The following paragraph was added in response to your request: Estimated depth of detection of microchips was approximately 15cm, inclusive of the body wall, based on a 15cm maximum diameter of detection externally. This is consistent with preliminary work performed on a necropsy specimen where a microchip attached to the right ventral colon was detectable from the external body wall only when adjacent to it. When the colon was manipulated 180 degrees, the chip could no longer be identified.
L256-257: Your study detected the (temporary) displacement of colon/cecum as you define as movement. Nevertheless, you only consider the frequency of detection and not the timeline across the whole experiment and the degree of movements were not evaluated. So, we know that the movement occurred, but not the distance and duration. I think that one/two paragraphs addressing the main advantage and limitation of this new method inserted in the discussion will be appreciate by the readers.
Some additional data was added to the methods and results under “3.1. Microchip Identification” to add additional data regarding timeline and movement of chips.

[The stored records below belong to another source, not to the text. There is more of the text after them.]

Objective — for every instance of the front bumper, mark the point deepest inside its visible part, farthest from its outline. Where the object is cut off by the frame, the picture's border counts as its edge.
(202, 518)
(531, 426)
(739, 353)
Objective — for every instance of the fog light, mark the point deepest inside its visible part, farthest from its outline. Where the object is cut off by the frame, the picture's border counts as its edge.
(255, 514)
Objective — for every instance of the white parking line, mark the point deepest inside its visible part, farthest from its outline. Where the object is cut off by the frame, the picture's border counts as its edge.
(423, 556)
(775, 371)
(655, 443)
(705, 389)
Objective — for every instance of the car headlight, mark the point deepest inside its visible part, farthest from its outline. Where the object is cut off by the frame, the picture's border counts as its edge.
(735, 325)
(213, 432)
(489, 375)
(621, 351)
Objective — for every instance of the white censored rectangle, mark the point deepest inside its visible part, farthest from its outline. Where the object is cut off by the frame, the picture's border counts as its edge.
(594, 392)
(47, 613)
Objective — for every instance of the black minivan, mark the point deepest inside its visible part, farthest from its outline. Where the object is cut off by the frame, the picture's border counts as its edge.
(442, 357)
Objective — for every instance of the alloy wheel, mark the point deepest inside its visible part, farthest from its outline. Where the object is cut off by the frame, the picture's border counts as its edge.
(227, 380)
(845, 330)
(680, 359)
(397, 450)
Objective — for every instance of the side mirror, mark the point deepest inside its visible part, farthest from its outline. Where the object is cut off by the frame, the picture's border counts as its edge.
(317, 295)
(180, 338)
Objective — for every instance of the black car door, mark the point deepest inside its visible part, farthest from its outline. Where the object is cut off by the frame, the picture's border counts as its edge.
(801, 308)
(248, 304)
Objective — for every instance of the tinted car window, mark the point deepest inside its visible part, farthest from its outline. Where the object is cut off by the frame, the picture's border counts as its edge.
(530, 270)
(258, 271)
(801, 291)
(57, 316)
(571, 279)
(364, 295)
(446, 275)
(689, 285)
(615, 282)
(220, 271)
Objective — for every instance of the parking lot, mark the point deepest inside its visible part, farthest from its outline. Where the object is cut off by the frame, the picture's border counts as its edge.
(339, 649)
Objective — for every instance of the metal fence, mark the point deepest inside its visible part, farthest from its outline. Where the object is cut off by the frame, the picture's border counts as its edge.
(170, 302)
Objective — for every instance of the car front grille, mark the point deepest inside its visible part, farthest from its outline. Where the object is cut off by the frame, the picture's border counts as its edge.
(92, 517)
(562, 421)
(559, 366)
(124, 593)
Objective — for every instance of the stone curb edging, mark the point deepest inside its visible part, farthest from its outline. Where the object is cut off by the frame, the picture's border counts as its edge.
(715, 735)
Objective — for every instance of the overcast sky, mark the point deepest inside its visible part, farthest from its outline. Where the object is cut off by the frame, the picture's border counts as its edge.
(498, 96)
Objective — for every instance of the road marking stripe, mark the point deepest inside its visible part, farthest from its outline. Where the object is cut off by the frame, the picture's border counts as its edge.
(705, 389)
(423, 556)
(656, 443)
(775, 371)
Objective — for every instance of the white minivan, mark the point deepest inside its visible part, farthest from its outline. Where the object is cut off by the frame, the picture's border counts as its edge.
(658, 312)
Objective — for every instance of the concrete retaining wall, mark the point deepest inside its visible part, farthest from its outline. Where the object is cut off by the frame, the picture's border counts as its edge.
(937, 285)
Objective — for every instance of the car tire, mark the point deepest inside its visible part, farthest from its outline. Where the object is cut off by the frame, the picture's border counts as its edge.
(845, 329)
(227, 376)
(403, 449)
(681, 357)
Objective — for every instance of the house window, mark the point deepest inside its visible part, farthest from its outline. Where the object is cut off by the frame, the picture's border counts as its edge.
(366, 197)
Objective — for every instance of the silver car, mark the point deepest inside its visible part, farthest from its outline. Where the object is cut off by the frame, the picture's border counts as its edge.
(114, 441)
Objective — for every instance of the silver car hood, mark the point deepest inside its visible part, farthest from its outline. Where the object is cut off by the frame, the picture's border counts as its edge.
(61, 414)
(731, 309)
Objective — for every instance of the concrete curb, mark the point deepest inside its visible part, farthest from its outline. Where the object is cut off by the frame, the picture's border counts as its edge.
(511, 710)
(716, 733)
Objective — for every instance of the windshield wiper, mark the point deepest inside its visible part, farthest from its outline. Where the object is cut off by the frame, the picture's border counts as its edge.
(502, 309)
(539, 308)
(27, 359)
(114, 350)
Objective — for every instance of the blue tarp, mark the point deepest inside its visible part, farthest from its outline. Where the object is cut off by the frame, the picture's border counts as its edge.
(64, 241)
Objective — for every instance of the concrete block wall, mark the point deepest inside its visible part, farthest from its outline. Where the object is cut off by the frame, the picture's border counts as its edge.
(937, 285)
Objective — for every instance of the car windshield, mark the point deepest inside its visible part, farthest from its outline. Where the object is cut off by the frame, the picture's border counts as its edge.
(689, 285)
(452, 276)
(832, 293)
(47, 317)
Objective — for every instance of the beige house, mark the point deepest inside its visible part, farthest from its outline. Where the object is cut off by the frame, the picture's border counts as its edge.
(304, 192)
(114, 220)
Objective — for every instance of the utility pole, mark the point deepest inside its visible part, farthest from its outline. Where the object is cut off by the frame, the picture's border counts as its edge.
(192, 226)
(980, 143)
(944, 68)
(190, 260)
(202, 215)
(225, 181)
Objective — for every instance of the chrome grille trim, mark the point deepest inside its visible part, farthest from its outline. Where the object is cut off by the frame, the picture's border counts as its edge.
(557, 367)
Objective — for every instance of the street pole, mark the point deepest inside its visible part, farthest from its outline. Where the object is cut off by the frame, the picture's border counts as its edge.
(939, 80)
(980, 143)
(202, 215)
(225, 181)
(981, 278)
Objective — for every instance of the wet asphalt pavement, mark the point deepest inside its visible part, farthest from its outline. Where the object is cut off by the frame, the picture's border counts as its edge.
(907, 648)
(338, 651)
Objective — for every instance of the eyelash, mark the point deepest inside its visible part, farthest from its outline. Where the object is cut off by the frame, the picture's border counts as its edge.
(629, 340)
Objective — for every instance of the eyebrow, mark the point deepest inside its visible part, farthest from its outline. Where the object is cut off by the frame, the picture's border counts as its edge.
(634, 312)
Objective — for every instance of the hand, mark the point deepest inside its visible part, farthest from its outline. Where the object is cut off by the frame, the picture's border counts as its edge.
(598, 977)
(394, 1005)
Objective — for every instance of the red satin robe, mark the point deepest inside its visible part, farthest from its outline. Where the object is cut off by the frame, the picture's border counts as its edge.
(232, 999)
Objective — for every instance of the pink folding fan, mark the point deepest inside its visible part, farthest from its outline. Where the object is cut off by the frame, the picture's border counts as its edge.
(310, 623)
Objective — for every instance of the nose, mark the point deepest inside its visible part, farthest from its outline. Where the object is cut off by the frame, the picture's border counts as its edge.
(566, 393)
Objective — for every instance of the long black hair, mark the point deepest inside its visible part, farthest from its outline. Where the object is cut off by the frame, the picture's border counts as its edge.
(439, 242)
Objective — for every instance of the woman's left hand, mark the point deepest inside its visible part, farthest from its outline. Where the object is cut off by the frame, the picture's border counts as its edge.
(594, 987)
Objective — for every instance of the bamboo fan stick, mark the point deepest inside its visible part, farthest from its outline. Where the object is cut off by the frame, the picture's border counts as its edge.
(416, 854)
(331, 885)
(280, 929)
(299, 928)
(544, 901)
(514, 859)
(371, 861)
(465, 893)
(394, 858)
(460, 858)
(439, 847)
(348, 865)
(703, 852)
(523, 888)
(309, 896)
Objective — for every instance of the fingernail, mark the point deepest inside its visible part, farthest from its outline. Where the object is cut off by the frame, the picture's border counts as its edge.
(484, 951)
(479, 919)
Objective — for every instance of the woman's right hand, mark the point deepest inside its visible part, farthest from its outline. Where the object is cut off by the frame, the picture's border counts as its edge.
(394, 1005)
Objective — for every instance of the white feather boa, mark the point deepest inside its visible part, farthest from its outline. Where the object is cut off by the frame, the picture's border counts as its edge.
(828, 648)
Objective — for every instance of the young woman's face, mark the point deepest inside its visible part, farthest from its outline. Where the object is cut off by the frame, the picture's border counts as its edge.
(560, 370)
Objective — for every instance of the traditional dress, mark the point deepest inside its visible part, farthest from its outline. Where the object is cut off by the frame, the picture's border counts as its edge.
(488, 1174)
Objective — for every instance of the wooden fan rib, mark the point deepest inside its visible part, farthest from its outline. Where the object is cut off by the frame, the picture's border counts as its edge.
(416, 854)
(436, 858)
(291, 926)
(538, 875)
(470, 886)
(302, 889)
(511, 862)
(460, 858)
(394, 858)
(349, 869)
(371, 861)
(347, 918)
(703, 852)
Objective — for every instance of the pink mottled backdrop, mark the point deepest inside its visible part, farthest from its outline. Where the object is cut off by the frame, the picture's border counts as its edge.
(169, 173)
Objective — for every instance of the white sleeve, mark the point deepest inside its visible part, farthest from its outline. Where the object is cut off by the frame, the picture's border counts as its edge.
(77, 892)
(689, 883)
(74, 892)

Also, a link to the webpage with an animated depiction of movement of the colon was provided.
Author Response File: 
Author Response.pdf
Round 2
Reviewer 2 Report
Dear authors,
thanks for providing this revised version. All comments/sugestions were considered and, in opinion, this version is able to be accepted by Animals.
Congratulation for your site! May be it permanence (specially the microchip movements) can be ensured if hosted by MDPI.